Performance is another driver. Your site starts ranking on Google and getting real traffic, and you realise your current host is too slow, too unreliable, or too limited for what your website needs to do commercially. Upgrading hosting is a natural step in the growth of a business website.

A new developer is a frequent trigger. If you commission a new website build and your developer uses a specific hosting platform or recommends a particular provider, migrating your site and domain to their preferred infrastructure is part of the handover process.

What Migrating Actually Involves

A typical website migration has a few steps. Your website's files, database, images, and any other content need to be copied from the old server to the new one. Your domain's DNS settings need to be updated to point at the new server rather than the old one. There's a brief period while those DNS changes propagate globally, usually 24 to 48 hours, during which visitors may intermittently see either the old or new version of your site.

For a custom-built website — a Next.js or Framer site, for example — the migration process is typically cleaner because the codebase is self-contained and well-organised. Your developer can deploy the site to a new host efficiently and manage the DNS transition with minimal disruption.

For sites built on platforms like Squarespace or Wix, migration is significantly more complicated. These platforms don't export your website in a standard format that can be imported elsewhere. In practice, leaving a site builder platform often means rebuilding the site rather than migrating it. This is one of the key reasons why owning a custom-built site gives you more flexibility and less dependency in the long run.

What Happens to Your Domain

Your domain and your hosting are separate, which means migrating your hosting doesn't require changing your domain. Your web address stays the same. What changes is where that domain points. Your developer or your new hosting provider will guide you through updating the DNS records, which are the settings that tell the internet where your domain should send visitors.

If your domain is registered through your current host, you have two options: transfer the domain registration to a new registrar, or simply update the nameservers at your current registrar to point to the new host. Transferring a domain takes a few days and involves an authorisation code from your current registrar. Updating nameservers is quicker but leaves your domain registered with your old host, which is fine as long as you continue to renew it there.

Will Moving Hosts Affect Your Google Rankings?

This is a common concern, and the honest answer is: temporarily, possibly slightly, but not significantly if the migration is handled correctly.

When you change hosting, Google's crawlers will detect the change relatively quickly. Google has confirmed that a hosting migration itself is not a ranking signal — it doesn't tell Google to rank you higher or lower. However, if your new host is faster, more reliable, and has better UK server infrastructure than your old one, the performance improvements you gain can actually improve your rankings over time.

The main short-term risk is disruption during the migration window, particularly if the DNS transition causes your site to be briefly inaccessible. A well-managed migration minimises this window and plans the transition during low-traffic periods.

The Bottom Line

Moving hosts is a normal, manageable part of running a professional website. You're never locked in permanently by your hosting choice — unless you've built on a closed platform that doesn't allow you to export your site.

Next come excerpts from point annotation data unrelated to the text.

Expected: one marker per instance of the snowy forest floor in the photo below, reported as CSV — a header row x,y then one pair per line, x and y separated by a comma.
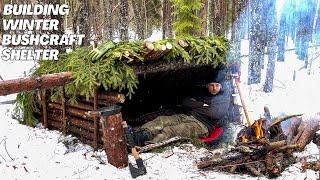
x,y
36,153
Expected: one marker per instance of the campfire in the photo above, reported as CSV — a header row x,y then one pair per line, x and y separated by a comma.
x,y
264,148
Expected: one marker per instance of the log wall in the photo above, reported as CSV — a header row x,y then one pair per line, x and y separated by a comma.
x,y
73,118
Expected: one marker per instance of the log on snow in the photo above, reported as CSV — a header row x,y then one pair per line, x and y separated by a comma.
x,y
114,140
32,83
311,127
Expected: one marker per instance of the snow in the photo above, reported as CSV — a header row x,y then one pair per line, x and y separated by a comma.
x,y
37,153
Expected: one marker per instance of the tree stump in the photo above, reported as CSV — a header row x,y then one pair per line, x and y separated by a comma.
x,y
114,140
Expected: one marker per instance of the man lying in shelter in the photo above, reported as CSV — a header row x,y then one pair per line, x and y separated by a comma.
x,y
202,115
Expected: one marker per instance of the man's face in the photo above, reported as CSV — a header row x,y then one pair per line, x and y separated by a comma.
x,y
214,88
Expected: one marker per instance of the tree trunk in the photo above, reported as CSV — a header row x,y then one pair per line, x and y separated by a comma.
x,y
271,34
32,83
83,22
109,12
216,17
124,23
204,16
169,20
1,18
164,18
139,20
256,49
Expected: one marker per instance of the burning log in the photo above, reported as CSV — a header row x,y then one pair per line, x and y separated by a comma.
x,y
314,165
293,128
149,45
32,83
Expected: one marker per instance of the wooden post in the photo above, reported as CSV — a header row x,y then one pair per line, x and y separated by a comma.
x,y
44,108
64,118
243,104
95,119
114,140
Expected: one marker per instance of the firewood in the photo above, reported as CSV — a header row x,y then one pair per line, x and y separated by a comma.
x,y
81,133
75,121
314,165
183,43
32,83
293,129
220,160
105,99
114,140
71,111
252,169
278,120
79,105
308,132
160,144
149,45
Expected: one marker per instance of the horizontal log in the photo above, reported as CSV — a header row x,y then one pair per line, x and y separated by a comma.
x,y
230,157
56,124
106,98
311,127
79,105
82,123
71,111
32,83
81,132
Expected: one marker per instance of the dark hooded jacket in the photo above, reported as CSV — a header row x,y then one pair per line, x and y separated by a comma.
x,y
215,114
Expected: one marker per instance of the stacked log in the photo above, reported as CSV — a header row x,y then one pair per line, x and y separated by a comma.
x,y
32,83
76,121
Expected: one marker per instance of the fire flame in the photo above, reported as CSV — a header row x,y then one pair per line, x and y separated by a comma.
x,y
259,129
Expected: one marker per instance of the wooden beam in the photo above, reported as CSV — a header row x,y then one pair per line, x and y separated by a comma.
x,y
32,83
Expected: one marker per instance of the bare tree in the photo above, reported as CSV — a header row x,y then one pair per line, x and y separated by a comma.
x,y
124,22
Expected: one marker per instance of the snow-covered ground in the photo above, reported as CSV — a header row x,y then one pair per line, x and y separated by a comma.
x,y
36,153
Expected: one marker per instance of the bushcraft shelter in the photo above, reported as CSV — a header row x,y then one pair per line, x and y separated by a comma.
x,y
141,76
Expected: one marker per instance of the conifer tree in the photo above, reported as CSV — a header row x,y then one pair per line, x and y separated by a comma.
x,y
187,22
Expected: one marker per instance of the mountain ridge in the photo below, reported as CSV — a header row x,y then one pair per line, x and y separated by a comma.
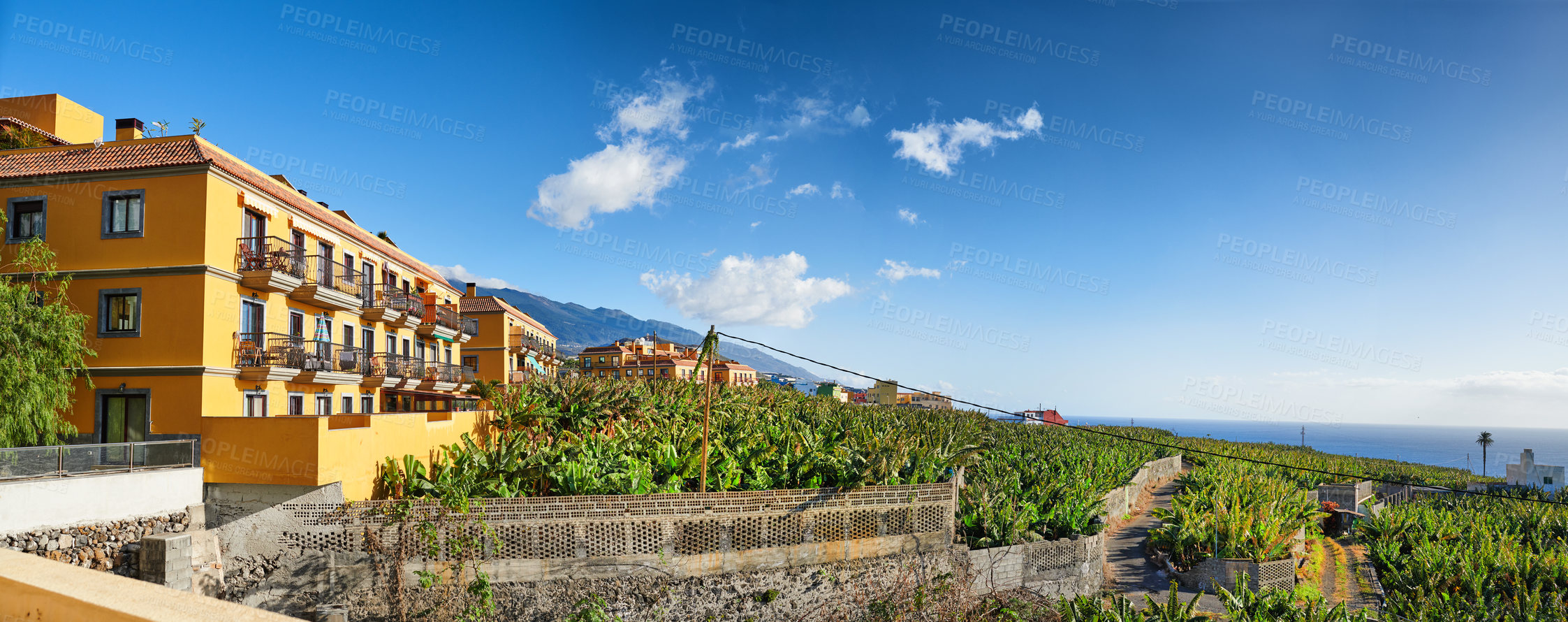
x,y
578,327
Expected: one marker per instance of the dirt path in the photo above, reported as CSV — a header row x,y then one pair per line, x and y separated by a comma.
x,y
1133,572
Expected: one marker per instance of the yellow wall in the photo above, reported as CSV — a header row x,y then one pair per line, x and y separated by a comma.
x,y
308,451
55,115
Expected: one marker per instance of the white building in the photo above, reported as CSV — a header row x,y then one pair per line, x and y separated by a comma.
x,y
1529,473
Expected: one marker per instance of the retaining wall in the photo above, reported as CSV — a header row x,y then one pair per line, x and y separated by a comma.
x,y
96,498
1071,566
1212,574
107,545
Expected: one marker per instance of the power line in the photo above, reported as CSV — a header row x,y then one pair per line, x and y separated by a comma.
x,y
1150,442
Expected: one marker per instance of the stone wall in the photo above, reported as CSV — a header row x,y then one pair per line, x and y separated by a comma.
x,y
1071,566
259,569
1122,502
107,545
1212,574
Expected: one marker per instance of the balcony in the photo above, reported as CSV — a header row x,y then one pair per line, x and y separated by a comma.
x,y
524,343
394,307
270,264
393,371
267,357
441,322
439,377
328,363
330,284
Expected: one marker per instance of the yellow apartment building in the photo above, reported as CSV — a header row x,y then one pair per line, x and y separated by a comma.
x,y
511,346
648,360
231,308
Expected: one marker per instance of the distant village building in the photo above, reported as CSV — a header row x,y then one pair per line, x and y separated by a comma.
x,y
1529,473
1039,417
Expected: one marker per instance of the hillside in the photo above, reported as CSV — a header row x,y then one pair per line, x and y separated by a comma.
x,y
578,327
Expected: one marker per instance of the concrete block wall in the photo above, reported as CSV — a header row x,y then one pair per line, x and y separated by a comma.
x,y
167,560
1064,567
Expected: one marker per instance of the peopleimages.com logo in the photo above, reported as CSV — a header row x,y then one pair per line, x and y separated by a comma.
x,y
1333,120
1291,264
1410,60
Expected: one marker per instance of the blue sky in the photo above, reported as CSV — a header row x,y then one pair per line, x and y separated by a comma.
x,y
1327,212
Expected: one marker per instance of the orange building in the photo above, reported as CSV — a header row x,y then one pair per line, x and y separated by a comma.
x,y
231,308
511,346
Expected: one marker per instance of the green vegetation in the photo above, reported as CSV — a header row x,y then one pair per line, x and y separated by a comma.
x,y
613,437
43,349
1043,483
1471,558
1236,511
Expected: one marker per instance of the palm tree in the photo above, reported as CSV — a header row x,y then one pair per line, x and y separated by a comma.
x,y
1486,442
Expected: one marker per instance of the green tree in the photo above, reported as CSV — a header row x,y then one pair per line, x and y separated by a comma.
x,y
43,349
1486,442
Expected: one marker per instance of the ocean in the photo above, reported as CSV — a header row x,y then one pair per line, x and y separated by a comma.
x,y
1429,445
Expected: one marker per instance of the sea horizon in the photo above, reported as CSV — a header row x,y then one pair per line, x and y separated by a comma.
x,y
1428,445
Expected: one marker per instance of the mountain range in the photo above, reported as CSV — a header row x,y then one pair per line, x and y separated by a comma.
x,y
578,327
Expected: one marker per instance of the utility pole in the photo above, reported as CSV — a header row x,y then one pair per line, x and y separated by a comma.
x,y
708,405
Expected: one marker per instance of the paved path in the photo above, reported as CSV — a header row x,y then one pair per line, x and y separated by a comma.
x,y
1134,575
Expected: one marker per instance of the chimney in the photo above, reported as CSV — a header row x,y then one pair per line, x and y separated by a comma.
x,y
127,129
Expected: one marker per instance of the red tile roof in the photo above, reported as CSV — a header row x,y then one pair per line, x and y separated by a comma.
x,y
493,303
182,151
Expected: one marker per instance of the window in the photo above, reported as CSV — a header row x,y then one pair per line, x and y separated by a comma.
x,y
26,219
253,319
123,212
126,417
254,403
119,313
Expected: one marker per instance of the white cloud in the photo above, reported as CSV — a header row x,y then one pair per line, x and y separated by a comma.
x,y
860,117
462,274
613,180
738,143
805,189
747,289
661,110
899,270
631,173
938,147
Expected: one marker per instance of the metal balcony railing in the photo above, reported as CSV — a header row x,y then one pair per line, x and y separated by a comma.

If you're working with a custom-built site and a developer you trust, they can manage the migration for you with minimal disruption. If you're considering a move and aren't sure what's involved for your specific setup, the right first step is a conversation with whoever built or manages your site. They'll know exactly what needs to happen.

Your hosting choice today doesn't have to be your hosting choice forever. Build the right site, work with the right people, and you'll always have the flexibility to move if something better comes along.